How do the different uses blend together and how much room for flexibility is there at Crown House?
Bashkaev: It is crucial to turn a building from a rigid function into a flexible environment that can create rules for interconnected spaces and allow the community to use them according to their needs. For example, levels 2 and 3 of the education center can be used as a Yeshiva school during the day and classrooms for the wider community to book after hours. These spaces can be used for foreign language study groups, musical instrument learning sessions, diabetes prevention classes, along with many other live educational interactions for groups of all ages.
The backyard can also be used by all the ground-floor programs as an extra seating area for Café, a book reading club for Bookshop, or an outdoor classroom for the Education Center. Moreover, these three different programs can be open to each other, creating a unique synergy to encourage people to communicate and interact with one another.
What does the residential component of this community-driven concept consist of?
Bashkaev: Crown House has three levels of residential units, providing temporary units for overseas students and studio apartments for visiting lecturers. They belong to the Education Center and can be accessed separately after hours.
The top floor is the student lounge, which can also be used for external symposiums and community events on the weekend. This allows Crown House to be economically viable for the owners 24/7 and sustain dynamics that are beneficial to the wider community.
How has your experience with Bjarke Ingels Group, one of the most innovative architecture firms in the world, shaped your architectural vision and implicitly, this concept?
Bashkaev: I love BIG and Bigsters to the point that I have married one. But to be serious, Bjarke Ingels is a pioneer in humanizing modern architecture, allowing people to step into the play with their environment.
User experience has become more important than abstract ideas that have so often possessed the masters of the 20th century, leaving the residents and neighbors to deal with the gloomy consequences of their genius.
BIG made buildings feel like quirky friends, rather than straight-face strangers. Another side that inspired me in their approach and influenced the Crown House design is the rigorous methodology of the form-giving process. The geometry has to be impeccable and tell the story of the project without an external narrator.
In the case of Crown House, it is the unifying language of Brooklyn Bay windows that identifies the underlying program through the push and pull movements of the façade. Using this common grammar, the commercial, educational, residential and lounge spaces of Crown House each has their unique voice.
What trends are you seeing in U.S. design at the moment? Can you predict how they will evolve?
Bashkaev: I can only give a very limited outlook into this area. It seems like people start to pay much more attention to their immediate environments—social, cultural and natural—as their economic ties become more digital.
The understanding of well-being now is completer and more nuanced, while some long-overlooked factors are stepping back into the equation.

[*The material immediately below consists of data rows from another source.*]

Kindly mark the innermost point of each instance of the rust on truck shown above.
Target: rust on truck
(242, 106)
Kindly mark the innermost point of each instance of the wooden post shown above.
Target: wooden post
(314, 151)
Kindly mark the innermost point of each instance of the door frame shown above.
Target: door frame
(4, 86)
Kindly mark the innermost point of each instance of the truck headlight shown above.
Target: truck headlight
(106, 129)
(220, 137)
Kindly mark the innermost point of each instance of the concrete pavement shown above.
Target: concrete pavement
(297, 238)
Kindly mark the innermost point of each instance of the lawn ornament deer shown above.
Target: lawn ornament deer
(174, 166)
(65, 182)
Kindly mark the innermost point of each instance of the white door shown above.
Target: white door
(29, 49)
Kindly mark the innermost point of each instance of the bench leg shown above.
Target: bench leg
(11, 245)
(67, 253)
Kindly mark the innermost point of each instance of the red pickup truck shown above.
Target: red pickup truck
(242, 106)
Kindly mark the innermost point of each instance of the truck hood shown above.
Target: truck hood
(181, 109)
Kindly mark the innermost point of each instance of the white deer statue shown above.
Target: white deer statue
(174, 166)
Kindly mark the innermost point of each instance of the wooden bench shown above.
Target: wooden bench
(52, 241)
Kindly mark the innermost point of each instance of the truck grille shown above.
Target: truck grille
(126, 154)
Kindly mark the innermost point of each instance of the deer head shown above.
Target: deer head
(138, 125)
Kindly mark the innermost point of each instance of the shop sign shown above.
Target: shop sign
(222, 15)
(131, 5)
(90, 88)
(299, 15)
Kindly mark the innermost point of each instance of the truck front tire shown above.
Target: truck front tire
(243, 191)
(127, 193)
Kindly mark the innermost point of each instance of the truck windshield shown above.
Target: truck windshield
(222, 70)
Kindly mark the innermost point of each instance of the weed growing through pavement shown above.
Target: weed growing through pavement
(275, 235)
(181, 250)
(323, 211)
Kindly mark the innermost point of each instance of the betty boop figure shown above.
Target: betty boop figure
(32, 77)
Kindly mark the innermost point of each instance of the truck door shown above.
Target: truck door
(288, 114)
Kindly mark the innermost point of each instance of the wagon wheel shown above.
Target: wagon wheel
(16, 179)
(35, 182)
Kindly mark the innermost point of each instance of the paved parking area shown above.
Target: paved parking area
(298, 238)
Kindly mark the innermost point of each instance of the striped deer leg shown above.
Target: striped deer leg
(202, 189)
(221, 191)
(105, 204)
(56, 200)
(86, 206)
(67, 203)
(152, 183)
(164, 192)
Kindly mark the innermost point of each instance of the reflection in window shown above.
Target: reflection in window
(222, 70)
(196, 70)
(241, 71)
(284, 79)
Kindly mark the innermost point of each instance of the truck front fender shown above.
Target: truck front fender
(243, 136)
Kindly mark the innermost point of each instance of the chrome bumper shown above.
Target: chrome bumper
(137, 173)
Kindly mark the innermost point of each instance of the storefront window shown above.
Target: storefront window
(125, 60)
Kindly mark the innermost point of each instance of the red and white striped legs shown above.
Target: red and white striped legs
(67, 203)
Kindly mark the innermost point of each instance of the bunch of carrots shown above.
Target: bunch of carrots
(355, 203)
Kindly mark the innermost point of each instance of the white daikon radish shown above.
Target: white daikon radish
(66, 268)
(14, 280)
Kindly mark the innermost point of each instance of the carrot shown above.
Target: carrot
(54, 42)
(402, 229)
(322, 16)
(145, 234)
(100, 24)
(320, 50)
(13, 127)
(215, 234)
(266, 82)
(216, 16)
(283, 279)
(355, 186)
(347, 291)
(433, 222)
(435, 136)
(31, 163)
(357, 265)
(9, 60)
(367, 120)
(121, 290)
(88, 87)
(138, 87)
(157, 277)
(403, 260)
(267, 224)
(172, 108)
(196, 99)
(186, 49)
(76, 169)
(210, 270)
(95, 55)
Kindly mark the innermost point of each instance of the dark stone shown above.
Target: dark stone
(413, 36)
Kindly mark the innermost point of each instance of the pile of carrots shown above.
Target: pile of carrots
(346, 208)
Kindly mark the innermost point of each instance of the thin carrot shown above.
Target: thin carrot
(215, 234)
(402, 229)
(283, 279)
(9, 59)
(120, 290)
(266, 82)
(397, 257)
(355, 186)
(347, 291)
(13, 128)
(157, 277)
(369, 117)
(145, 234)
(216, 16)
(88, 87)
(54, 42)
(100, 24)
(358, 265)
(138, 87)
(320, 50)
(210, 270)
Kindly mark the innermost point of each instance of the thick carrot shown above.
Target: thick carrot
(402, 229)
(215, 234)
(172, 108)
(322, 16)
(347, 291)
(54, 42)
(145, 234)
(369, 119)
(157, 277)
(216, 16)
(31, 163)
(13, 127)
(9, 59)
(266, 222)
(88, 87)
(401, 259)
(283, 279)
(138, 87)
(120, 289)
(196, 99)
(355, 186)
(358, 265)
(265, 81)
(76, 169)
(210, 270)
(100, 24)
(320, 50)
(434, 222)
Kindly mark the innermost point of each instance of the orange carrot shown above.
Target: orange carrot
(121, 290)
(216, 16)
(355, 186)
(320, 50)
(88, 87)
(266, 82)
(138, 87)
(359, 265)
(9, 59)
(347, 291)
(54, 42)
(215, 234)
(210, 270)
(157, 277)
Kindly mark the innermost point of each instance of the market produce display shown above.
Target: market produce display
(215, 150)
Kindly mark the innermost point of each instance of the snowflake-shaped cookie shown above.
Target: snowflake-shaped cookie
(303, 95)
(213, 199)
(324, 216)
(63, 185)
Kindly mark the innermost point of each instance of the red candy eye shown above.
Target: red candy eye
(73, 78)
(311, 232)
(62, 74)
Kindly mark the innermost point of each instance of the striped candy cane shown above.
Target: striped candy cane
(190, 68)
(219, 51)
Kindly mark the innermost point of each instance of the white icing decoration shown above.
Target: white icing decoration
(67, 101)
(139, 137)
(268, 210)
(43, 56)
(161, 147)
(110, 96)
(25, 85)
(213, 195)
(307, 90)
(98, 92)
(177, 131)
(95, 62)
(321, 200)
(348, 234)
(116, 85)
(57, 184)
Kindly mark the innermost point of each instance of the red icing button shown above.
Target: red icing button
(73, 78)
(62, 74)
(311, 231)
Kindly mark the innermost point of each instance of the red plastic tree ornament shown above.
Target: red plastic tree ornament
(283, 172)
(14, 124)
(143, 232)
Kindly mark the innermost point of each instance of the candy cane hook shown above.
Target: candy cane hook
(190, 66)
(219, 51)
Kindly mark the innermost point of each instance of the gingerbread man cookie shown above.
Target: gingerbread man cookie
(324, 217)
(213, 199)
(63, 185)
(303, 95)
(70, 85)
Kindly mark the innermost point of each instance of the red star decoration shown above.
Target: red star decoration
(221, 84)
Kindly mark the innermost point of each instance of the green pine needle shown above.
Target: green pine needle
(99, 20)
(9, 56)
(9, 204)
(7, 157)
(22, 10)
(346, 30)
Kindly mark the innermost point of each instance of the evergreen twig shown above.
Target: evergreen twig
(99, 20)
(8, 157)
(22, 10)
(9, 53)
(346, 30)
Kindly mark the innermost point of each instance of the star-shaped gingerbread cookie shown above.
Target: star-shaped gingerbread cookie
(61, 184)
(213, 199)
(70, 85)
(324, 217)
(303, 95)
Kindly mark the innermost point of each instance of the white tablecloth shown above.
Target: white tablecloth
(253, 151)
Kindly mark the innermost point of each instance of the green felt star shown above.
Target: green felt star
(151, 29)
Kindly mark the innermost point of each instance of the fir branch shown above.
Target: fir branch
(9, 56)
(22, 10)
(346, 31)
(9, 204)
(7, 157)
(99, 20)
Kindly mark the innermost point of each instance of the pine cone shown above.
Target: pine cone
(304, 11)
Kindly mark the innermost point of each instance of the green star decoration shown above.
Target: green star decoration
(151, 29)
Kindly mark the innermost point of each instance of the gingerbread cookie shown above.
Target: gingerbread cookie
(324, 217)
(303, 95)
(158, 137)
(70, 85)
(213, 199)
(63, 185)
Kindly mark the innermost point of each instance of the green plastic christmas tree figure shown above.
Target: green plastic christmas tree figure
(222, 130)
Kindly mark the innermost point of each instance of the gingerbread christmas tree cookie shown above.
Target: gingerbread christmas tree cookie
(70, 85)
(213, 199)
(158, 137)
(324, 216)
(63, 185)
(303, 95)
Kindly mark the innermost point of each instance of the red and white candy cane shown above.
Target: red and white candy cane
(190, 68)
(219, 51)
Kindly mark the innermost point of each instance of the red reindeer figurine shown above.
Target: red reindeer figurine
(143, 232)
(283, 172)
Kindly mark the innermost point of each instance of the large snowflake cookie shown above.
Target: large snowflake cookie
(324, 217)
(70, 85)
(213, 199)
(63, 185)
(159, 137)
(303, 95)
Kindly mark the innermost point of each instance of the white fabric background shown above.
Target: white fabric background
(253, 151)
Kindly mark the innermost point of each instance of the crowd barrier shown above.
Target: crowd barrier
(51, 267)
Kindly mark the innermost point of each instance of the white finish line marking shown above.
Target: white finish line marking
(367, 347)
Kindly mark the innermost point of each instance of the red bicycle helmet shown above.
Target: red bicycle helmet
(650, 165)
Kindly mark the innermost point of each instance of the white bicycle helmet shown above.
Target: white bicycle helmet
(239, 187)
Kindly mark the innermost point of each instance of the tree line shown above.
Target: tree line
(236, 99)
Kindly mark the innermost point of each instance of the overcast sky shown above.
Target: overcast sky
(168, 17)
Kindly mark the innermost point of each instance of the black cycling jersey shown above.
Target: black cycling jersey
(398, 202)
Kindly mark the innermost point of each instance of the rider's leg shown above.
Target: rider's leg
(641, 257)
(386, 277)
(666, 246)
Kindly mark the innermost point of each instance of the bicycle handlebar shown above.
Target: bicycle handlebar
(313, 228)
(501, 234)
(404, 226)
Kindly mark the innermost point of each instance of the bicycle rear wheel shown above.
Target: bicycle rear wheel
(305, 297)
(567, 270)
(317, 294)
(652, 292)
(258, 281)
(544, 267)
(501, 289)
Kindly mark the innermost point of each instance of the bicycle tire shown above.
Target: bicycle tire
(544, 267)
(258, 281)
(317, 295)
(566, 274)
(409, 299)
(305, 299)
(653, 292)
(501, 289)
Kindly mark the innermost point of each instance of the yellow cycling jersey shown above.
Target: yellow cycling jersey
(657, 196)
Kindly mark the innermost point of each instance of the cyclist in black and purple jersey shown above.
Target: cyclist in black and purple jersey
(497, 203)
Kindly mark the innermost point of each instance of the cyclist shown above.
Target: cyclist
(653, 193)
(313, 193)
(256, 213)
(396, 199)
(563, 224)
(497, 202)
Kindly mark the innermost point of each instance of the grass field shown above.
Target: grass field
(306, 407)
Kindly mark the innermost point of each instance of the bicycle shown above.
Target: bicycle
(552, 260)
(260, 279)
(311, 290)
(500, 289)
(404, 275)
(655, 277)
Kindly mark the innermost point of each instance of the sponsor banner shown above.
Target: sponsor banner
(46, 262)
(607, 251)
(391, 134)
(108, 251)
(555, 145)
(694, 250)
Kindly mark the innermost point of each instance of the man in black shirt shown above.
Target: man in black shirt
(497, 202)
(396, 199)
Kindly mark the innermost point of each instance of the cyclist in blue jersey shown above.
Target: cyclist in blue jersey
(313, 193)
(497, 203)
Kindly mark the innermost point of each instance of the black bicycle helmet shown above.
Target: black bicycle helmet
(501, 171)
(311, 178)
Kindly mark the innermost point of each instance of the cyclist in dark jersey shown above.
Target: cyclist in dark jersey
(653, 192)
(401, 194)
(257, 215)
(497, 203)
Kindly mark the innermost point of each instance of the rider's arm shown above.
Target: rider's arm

The pandemic has tested relationships of the large-scale companies with their employees. Smaller companies, operating fully online, attract a new generation of professionals, who sense the lack of individuality and humanity in conventional workspaces. To retain them, companies will have to work on their spatial environment and make sure they can provide a salutary sense of community that could not be achieved online. Flexibility, humanity and connectivity are the future rules of this design game.